Nina came out of her bedroom in an extra-large olive drab T-shirt with black jump wings stenciled on it. The hem swept her thighs like a Spartan chiton. She opened the windows wider and turned on a fan. “The smoke, sorry.”
“What happened to your brother?” he asked, returning the picture to the desk.
“Yuppie puke lawyer in Atlanta.”
Broker hitched up his sheet and took the rest of his butt out on the small balcony. Nina fished another Vernor’s from the icebox and joined him.
The wind combed through her short hair as she pushed off the railing and turned to him. “Can I ask you a personal question?”
“Shoot.”
“You have any gremlins that will make going back to Vietnam a problem?”
Broker laughed. But he lit another cigarette off the smoldering butt of the one he had going. “You see Platoon ?”
“Everybody did, and Apocalypse Now and Full Metal Jacket .”
“You see me in any of them?”
“What’s your point?”
“Your ideas about Nam come from Hollywood. Hell, my ideas about Desert Storm come from CNN. Anyway, I missed the rock-and-roll drug opera. I had pure Greek tragedy at the end.”
“Let me put it another way.
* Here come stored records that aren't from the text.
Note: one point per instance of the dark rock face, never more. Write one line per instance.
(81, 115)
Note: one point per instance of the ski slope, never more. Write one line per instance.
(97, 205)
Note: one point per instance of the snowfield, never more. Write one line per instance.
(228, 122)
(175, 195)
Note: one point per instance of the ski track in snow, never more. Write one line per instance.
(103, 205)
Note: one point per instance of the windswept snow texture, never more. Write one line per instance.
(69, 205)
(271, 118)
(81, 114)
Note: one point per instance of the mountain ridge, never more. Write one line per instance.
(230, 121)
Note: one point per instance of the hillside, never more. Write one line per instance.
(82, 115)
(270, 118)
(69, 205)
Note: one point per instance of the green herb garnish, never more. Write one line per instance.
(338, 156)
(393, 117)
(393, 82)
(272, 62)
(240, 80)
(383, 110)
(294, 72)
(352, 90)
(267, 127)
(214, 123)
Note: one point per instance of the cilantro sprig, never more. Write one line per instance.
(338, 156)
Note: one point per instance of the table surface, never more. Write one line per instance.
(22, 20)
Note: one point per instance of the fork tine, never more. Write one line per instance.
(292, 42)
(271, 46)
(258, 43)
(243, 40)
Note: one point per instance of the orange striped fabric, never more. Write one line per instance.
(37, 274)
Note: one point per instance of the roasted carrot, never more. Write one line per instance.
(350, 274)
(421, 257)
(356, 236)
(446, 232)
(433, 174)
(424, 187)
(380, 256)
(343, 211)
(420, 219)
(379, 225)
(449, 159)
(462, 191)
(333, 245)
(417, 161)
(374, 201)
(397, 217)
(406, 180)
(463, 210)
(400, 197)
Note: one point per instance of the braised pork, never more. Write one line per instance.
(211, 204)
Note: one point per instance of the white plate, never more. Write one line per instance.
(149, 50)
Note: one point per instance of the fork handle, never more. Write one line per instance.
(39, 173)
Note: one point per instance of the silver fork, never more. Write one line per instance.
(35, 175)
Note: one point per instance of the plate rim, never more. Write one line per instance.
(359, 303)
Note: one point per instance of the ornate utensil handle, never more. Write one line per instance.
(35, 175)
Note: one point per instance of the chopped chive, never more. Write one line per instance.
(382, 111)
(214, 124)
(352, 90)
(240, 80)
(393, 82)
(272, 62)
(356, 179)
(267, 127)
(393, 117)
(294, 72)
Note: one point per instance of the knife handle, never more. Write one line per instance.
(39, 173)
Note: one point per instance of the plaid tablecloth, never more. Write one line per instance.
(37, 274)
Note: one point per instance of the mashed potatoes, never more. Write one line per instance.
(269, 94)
You thought pretty highly of LaPorte once; and my dad, Tuna, Trin. The way you talked about them, that summer I stayed with you…it’s like you still couldn’t believe what happened.”
“No hang-ups, Nina. Nothing that will get in the way,” Broker said emphatically.
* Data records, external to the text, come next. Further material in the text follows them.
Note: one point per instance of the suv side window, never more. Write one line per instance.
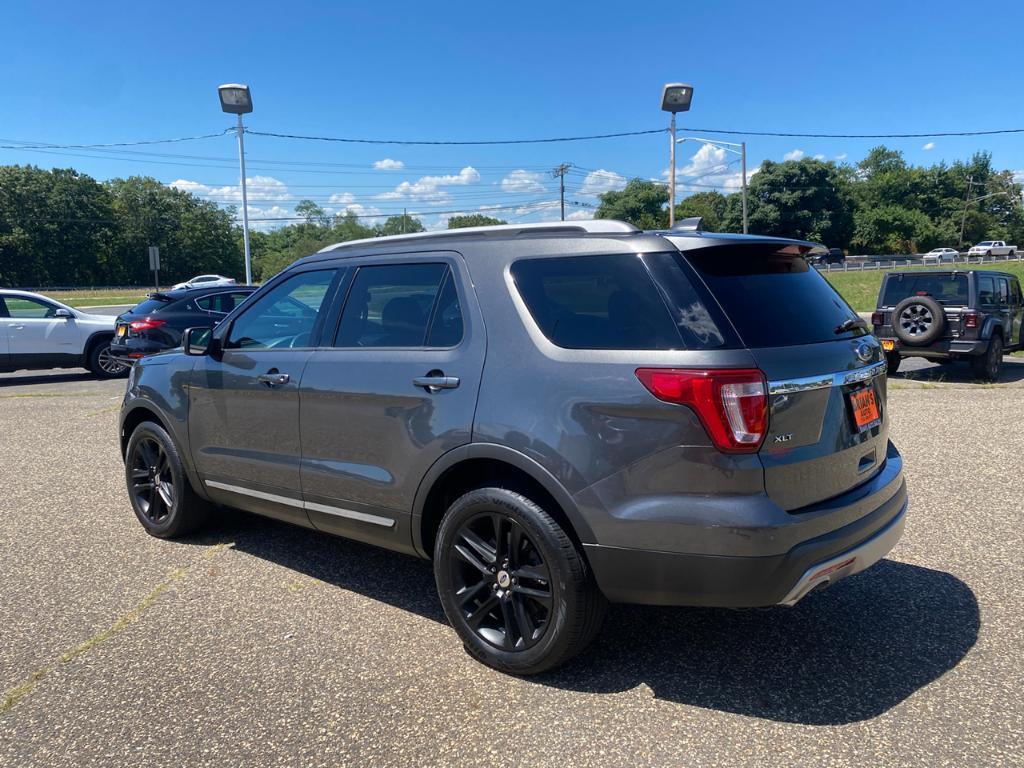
(1004, 294)
(986, 291)
(286, 316)
(220, 302)
(391, 305)
(596, 302)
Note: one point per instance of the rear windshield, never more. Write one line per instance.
(151, 305)
(946, 288)
(611, 302)
(774, 299)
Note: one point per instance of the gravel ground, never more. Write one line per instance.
(260, 643)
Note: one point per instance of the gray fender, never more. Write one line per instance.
(508, 456)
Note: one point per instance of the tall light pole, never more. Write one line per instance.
(727, 146)
(675, 97)
(237, 99)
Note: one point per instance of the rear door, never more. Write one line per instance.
(394, 391)
(827, 420)
(244, 402)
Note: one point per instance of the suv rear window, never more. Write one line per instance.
(945, 288)
(151, 305)
(611, 302)
(773, 298)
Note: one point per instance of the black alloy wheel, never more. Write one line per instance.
(513, 584)
(501, 582)
(152, 481)
(159, 489)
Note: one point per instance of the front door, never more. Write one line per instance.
(36, 338)
(395, 391)
(244, 401)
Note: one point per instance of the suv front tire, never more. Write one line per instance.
(513, 584)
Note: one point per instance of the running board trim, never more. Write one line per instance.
(350, 514)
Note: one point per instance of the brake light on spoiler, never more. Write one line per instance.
(732, 403)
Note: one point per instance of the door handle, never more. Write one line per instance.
(273, 379)
(435, 381)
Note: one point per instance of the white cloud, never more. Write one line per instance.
(523, 181)
(600, 181)
(428, 187)
(257, 188)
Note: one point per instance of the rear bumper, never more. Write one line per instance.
(659, 578)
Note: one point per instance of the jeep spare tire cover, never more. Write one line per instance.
(919, 321)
Tenacity and tact debated in her eyes and she proposed carefully, “Maybe we should both go to New Orleans.”
Broker shook his head. “We have too much ground to cover.”
Seeing that he was adamant, she switched the subject. “What about the gold maybe buried out in the jungle? You get any interesting vibes off that? Like it coming between us and you maybe slitting my throat?”
“Do you?”
She hugged herself. “Scares me. Excites me. But I don’t think so.”
“What about ‘Tempts you’?” he asked.
“Not my style, Broker. And I never figured you for the money type.”
“Oh?”
“That’s right.” She touched his cheek lightly. “And we’re not the stay at home, cozy type either. The soaps weren’t invented for us. Or diapers. No patience for the little things. Sound familiar…” Her voice trailed a hint of sadness.
She moved behind him and the immediate silence balanced precariously and became charged. Through the budding trees Broker watched traffic curl on a freeway. Her fingers trolled his bare shoulders. Gently kneaded the muscle.
“We’re fixers,” she said. “We sit around waiting for something bad to happen so we can jump in.” Her warm breath was scented with Colgate and trailed softly across his neck. “Doesn’t mean we don’t get lonely.”
The moment reared, strong enough to topple them off the balcony and into each other’s arms.
“Nina, when I met you, you were wearing braces.”
“I’m not your little sister. I’m probably the only woman who could put up with you. Better than that bitch you married.”
Broker stood up and propped himself against the railing a safe distance away. He looked up. Ann Arbor made a glitter dome of freeway traffic. Rows of fast-food signs stole the heavens.